Rottalstadion
- Location: Füssinger Str. 14, 94060 Pocking, Germany
- Coordinates: 48°23′34″N 13°18′24″E﻿ / ﻿48.39278°N 13.30667°E
- Capacity: 10,000
- Opened: 1953
- Length: 0.396 km

= Rottalstadion =

Stadium in Pocking, Germany

The Rottalstadion is a 10,000-capacity motorcycle speedway, association football and athletics stadium located in the southern area of Pocking, Germany. It hosts the speedway team MSC Pocking and the football team SV Pocking 1892.

==History==
The Rottalstadion was built by members of the local motorsport club, shortly after World War II, on a gravel pit but the club dissolved before speedway took a permanent hold at the venue. It finally had an official opening in 1953 when FC Nürnberg met SSV Jahn Regensburg in a football match.

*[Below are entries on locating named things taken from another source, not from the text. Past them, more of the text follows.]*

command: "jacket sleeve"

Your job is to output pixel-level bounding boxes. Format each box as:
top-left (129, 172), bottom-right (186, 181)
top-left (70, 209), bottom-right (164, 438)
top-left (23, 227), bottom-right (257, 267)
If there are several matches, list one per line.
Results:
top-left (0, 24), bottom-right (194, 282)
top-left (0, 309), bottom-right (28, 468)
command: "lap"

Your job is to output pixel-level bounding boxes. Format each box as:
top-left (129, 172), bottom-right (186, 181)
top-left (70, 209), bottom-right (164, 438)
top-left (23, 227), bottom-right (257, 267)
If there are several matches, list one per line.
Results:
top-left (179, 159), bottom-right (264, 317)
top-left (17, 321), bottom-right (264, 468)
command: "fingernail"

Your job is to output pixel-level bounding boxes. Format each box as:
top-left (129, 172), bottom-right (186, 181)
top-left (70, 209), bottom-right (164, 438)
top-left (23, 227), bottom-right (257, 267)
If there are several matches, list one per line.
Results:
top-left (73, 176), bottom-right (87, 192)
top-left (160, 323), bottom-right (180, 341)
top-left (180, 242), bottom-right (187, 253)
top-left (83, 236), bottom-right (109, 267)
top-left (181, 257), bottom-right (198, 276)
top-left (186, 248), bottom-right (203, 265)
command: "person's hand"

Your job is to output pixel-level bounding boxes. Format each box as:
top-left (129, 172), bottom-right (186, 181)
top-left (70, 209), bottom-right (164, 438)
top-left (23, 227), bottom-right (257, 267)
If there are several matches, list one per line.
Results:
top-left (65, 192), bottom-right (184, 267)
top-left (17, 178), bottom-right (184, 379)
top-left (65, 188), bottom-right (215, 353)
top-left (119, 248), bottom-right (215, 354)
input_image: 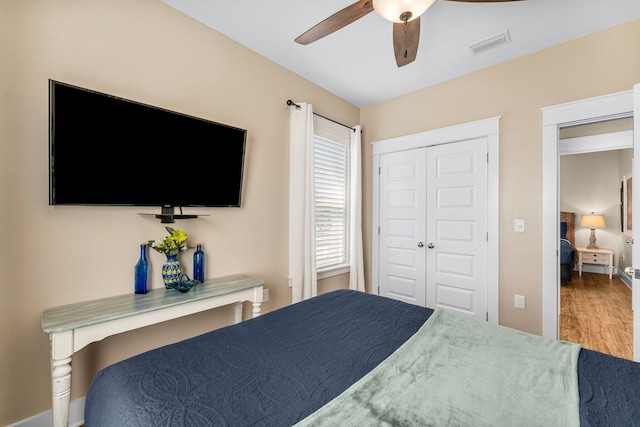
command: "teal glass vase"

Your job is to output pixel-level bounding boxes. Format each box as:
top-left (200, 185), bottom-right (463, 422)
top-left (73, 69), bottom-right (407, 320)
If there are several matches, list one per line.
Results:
top-left (133, 245), bottom-right (149, 294)
top-left (193, 245), bottom-right (204, 283)
top-left (162, 254), bottom-right (182, 289)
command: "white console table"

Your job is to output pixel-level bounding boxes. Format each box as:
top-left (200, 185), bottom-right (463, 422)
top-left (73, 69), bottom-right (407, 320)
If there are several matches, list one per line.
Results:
top-left (42, 274), bottom-right (264, 427)
top-left (576, 248), bottom-right (613, 279)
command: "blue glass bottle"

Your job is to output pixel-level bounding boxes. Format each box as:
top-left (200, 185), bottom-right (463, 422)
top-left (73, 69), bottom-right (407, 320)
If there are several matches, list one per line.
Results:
top-left (134, 245), bottom-right (149, 294)
top-left (193, 245), bottom-right (204, 283)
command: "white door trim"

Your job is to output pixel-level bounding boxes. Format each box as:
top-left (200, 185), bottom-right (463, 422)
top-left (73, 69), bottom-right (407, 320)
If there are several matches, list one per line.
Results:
top-left (371, 116), bottom-right (500, 324)
top-left (541, 91), bottom-right (640, 339)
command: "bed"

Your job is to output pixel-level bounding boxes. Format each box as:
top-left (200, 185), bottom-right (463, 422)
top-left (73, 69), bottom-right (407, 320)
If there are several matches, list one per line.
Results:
top-left (85, 290), bottom-right (640, 427)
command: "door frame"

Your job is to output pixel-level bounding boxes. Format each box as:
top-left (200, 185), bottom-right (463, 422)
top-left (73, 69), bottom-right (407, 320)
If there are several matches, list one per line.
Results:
top-left (541, 90), bottom-right (640, 357)
top-left (371, 116), bottom-right (500, 324)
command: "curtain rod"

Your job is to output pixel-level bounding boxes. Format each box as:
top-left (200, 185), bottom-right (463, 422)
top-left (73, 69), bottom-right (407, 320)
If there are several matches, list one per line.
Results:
top-left (287, 99), bottom-right (356, 132)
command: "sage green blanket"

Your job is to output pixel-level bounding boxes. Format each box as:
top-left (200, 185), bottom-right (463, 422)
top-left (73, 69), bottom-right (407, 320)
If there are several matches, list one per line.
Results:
top-left (297, 309), bottom-right (580, 427)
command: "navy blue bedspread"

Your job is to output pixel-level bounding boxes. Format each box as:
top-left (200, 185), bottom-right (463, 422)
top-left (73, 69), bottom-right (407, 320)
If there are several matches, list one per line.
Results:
top-left (85, 290), bottom-right (640, 427)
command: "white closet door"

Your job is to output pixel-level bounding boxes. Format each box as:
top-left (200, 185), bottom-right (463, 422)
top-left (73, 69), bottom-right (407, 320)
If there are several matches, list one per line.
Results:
top-left (426, 139), bottom-right (488, 320)
top-left (378, 148), bottom-right (426, 307)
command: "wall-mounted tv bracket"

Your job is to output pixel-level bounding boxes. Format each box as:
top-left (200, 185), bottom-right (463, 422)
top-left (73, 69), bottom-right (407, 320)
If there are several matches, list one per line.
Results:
top-left (138, 205), bottom-right (209, 224)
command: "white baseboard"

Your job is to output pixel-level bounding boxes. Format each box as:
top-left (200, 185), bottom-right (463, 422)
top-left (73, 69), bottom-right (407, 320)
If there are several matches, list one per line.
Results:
top-left (7, 397), bottom-right (84, 427)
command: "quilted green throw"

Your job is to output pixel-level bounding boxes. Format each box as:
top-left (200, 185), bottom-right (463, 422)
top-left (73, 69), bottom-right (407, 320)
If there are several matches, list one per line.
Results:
top-left (297, 309), bottom-right (580, 427)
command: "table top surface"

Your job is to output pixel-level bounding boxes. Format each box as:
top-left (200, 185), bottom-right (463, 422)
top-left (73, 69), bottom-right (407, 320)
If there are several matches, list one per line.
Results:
top-left (576, 248), bottom-right (613, 255)
top-left (41, 274), bottom-right (264, 333)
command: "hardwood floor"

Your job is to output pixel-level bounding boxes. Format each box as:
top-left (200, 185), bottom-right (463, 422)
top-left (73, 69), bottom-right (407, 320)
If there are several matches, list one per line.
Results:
top-left (560, 272), bottom-right (633, 360)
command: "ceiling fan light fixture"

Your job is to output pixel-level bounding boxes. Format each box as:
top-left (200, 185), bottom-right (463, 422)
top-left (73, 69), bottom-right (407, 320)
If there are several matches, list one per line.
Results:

A new motorcycle club was created on 13 March 1962 and the founding members unanimously voted to join the DMV. Xaver Ziegler was instrumental in racing returning in June 1962, albeit on a sand track measuring a huge 760 meters. Events became a regular occurrence and a record crowd of 22,000 attended the stadium on Easter Sunday, 1967.

In 1974, a smaller conventional speedway track was built and on 30 March 1975, national teams from Poland, the Soviet Union, Sweden and West Germany competed in an international fixture. Several years later the MSC Pocking team would compete in the Bundesliga. The stadium hosted the semi finals of the 1977 Speedway World Pairs Championship, before it was awarded the final of the 1986 Speedway World Pairs Championship.

In 1993, a crowd of around 20,000 attended the 1993 Individual Speedway World Championship, which was significant because it was the last one-off final before the introduction of the Speedway Grand Prix.

In 1996 and 1998, the stadium hosted the prestigious Speedway Grand Prix of Germany, which were won by Hans Nielsen and Tony Rickardsson respectively.

During 2020, the track closed and fixtures were suspended due to the COVID-19 pandemic but reopened in 2021.

On 15 August 2023, the 396 metre track record was broken by Valentin Grobauer, who recorded 84.6 km/h.